Recommended production settings

DataStax recommends the following settings for using Hyper-Converged Database (HCD) in production environments.

Depending on your environment, some of the following settings might not persist after reboot. Check with your system administrator to ensure these settings are viable for your environment.

Java Virtual Machine

Hyper-Converged Database (HCD) is built to run on Java 11.

The Technology Compatibility Kit (TCK) for Java Standard Edition (Java SE) is a suite of tests that checks Java implementations for compliance with the JSR specification. The equivalent Java Compatibility Kit (JCK) checks for compliance of Java implementations based on OpenJDK.

Configure your operating system to use the latest build of a TCK- or JCK-certified versions of Java 11. For example, OpenJDK 11 and Oracle Java SE 11 (JRE or JDK).

HCD does not support earlier Java versions, for example Java 8 or 9 or later versions, for example Java 17 or 21.

Heap

The default JVM garbage collector for HCD is G1 GC.

If the heap size is not explicitly set, cassandra-env.sh automatically allocates between a quarter (¼) to half (½), capped at 8GB, to the JVM heap. However, G1 GC works best with larger heap sizes:

System memory	Recommended heap size	Applies to
32 GB	24 GB	Pure Cassandra OLTP workloads
64 GB	24 GB	Pure Cassandra OLTP workloads HCD with vector search
Greater than 64 GB	31 GB	HCD with vector search

System memory

Recommended heap size

Applies to

32 GB

24 GB

Pure Cassandra OLTP workloads

64 GB

24 GB

Pure Cassandra OLTP workloads

HCD with vector search

Greater than 64 GB

31 GB

HCD with vector search

Do not set the young generation size with -Xmn.

G1 GC dynamically adjusts the young generation size to meet the GC pause target -XX:MaxGCPauseMillis (JVM default is 200ms). A fixed young gen size overrides the GC pause target.

System clock

Use Network Time Protocol (NTP) to synchronize the clocks on all HCD nodes and application servers.

Synchronizing clocks is required because HCD overwrites a column only if there is another version whose timestamp is more recent, which can happen when machines are in different locations.
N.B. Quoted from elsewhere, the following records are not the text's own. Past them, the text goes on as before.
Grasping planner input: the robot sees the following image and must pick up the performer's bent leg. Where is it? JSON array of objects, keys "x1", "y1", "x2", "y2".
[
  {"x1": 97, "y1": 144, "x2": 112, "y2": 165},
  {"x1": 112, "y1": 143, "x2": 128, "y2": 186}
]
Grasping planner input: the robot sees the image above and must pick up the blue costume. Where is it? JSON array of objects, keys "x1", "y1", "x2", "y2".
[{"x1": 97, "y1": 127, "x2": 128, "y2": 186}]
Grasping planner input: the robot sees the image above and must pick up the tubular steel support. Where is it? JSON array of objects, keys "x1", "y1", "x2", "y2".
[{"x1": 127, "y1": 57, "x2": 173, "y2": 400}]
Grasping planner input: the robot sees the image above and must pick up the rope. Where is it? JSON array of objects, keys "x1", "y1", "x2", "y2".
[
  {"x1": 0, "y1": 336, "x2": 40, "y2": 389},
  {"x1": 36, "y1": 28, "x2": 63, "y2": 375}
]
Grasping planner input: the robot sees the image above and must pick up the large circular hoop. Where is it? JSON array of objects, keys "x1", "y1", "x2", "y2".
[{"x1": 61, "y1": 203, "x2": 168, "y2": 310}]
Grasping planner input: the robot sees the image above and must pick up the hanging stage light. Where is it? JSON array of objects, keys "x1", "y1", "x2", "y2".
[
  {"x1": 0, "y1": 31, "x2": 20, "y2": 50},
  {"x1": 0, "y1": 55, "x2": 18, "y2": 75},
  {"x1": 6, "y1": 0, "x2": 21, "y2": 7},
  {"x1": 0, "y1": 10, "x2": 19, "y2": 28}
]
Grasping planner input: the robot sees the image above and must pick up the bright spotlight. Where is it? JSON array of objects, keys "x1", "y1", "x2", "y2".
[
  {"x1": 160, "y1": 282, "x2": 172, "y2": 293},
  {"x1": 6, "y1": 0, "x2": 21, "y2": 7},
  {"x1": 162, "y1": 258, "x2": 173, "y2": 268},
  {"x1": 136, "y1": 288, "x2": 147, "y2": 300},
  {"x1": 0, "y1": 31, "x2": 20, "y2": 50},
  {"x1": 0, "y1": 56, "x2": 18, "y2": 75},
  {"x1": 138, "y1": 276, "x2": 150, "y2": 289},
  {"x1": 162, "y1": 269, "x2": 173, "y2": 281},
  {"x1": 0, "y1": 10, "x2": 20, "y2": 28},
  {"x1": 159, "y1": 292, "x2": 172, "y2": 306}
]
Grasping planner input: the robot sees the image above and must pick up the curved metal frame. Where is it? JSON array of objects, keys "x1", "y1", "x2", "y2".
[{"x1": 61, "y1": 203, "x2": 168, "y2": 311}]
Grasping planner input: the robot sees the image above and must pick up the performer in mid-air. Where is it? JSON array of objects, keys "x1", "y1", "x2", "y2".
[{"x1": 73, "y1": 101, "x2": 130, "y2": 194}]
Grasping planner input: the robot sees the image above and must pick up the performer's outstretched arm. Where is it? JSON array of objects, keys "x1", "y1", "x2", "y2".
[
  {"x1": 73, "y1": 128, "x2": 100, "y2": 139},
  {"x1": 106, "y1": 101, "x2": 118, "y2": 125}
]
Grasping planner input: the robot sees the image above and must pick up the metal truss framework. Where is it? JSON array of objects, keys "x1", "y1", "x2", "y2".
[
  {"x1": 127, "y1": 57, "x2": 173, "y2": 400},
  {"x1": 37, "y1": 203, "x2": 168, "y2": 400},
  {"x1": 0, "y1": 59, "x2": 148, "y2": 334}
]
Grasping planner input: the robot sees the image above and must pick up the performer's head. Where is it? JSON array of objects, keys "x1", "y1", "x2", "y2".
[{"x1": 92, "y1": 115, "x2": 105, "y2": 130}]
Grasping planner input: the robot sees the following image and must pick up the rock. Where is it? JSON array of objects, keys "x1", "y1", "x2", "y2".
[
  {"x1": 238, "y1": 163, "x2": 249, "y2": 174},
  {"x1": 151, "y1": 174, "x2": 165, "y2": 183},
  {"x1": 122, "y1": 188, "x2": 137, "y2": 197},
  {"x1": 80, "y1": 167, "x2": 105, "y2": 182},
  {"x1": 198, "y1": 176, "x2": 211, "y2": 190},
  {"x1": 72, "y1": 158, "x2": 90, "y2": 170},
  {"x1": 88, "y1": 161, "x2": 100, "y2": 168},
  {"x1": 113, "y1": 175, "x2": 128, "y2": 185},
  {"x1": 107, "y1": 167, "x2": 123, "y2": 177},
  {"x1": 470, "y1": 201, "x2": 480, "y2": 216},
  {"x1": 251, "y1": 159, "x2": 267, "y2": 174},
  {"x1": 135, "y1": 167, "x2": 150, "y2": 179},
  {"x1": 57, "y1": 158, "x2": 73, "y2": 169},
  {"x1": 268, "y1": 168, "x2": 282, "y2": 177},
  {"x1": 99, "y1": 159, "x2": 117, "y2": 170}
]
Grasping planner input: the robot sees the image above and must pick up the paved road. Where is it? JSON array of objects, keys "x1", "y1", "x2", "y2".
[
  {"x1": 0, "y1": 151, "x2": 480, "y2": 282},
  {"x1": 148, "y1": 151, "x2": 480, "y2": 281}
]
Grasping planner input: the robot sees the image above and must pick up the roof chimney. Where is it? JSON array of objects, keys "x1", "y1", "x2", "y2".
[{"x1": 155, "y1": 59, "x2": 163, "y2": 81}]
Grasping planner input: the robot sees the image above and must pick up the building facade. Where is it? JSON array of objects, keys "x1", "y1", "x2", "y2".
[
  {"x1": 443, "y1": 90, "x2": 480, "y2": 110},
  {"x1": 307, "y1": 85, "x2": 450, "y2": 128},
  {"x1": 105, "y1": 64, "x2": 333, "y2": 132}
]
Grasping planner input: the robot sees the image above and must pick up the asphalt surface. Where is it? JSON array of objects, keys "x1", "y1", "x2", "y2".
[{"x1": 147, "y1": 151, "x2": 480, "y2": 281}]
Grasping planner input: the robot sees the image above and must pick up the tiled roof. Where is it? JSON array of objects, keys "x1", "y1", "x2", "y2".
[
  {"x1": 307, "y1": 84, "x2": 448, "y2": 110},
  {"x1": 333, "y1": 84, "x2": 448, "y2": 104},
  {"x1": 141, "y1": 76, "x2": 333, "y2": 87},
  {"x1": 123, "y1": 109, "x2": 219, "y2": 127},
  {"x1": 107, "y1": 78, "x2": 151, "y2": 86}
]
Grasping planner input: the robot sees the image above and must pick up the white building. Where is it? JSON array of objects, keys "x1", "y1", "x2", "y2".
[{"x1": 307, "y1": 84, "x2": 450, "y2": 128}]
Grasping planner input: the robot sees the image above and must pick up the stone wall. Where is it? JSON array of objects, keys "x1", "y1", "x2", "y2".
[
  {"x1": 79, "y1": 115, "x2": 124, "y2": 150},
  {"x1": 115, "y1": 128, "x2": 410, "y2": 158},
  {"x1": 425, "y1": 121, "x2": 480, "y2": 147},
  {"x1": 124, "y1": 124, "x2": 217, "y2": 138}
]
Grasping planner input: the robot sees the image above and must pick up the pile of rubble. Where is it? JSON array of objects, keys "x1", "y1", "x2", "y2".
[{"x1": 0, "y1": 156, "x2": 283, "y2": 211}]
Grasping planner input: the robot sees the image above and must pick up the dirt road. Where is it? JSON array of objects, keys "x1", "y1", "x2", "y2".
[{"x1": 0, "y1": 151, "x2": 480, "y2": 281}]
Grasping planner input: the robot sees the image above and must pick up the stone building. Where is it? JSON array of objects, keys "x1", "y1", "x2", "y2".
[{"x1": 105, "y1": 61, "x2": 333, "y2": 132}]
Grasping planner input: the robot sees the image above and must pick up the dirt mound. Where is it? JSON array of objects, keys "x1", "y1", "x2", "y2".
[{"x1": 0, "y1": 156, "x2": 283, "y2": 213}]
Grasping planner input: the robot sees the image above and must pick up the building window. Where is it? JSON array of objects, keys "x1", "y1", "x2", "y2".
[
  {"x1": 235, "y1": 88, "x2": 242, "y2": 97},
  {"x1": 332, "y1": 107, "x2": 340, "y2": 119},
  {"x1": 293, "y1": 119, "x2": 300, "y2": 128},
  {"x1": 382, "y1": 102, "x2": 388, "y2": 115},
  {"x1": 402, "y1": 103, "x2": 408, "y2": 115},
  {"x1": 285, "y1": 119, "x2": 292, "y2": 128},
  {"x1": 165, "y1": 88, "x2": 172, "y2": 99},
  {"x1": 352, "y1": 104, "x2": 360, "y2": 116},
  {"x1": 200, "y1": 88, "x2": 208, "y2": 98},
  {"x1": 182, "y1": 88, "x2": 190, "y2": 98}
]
HCD timestamps are encoded as microseconds because UNIX Epoch time does not include timezone information. The timestamp for all writes in HCD is Universal Time Coordinated (UTC). DataStax recommends converting to local time only when generating output to be read by humans.

Make sure NTP is installed and operational to prevent clock-drift.

Linux distribution NTP package

Linux distribution	NTP package
Debian systems	Use `timedatectl` and `timesyncd` installed by default as part of `systemd`. Alternatively, use `chrony`.
RHEL-based systems	Use `chrony`.

Debian systems

Use timedatectl and timesyncd installed by default as part of systemd.

Alternatively, use chrony.

RHEL-based systems

Use chrony.

Kernel

Configure the following kernel parameters for optimal traffic and user limits.

Run the following command to view all current Linux kernel settings:

sudo sysctl -a

TCP settings

keepalive

During low traffic periods, a firewall configured with an idle connection timeout can close connections to local nodes and nodes in other data centers. To prevent connections between nodes from timing out, set the following network kernel settings:

Set the following TCP keepalive timeout values:

sudo sysctl -w \
net.ipv4.tcp_keepalive_time=60 \
net.ipv4.tcp_keepalive_probes=3 \
net.ipv4.tcp_keepalive_intvl=10

These values set the TCP keepalive timeout to 60 seconds with 3 probes, 10 seconds gap between each. The settings detect dead TCP connections after 90 seconds (60 + 10 + 10 + 10). When the additional traffic is negligible, it is safe to persist these TCP keepalive timeout settings. For more information, see streaming_keep_alive_period_in_secs.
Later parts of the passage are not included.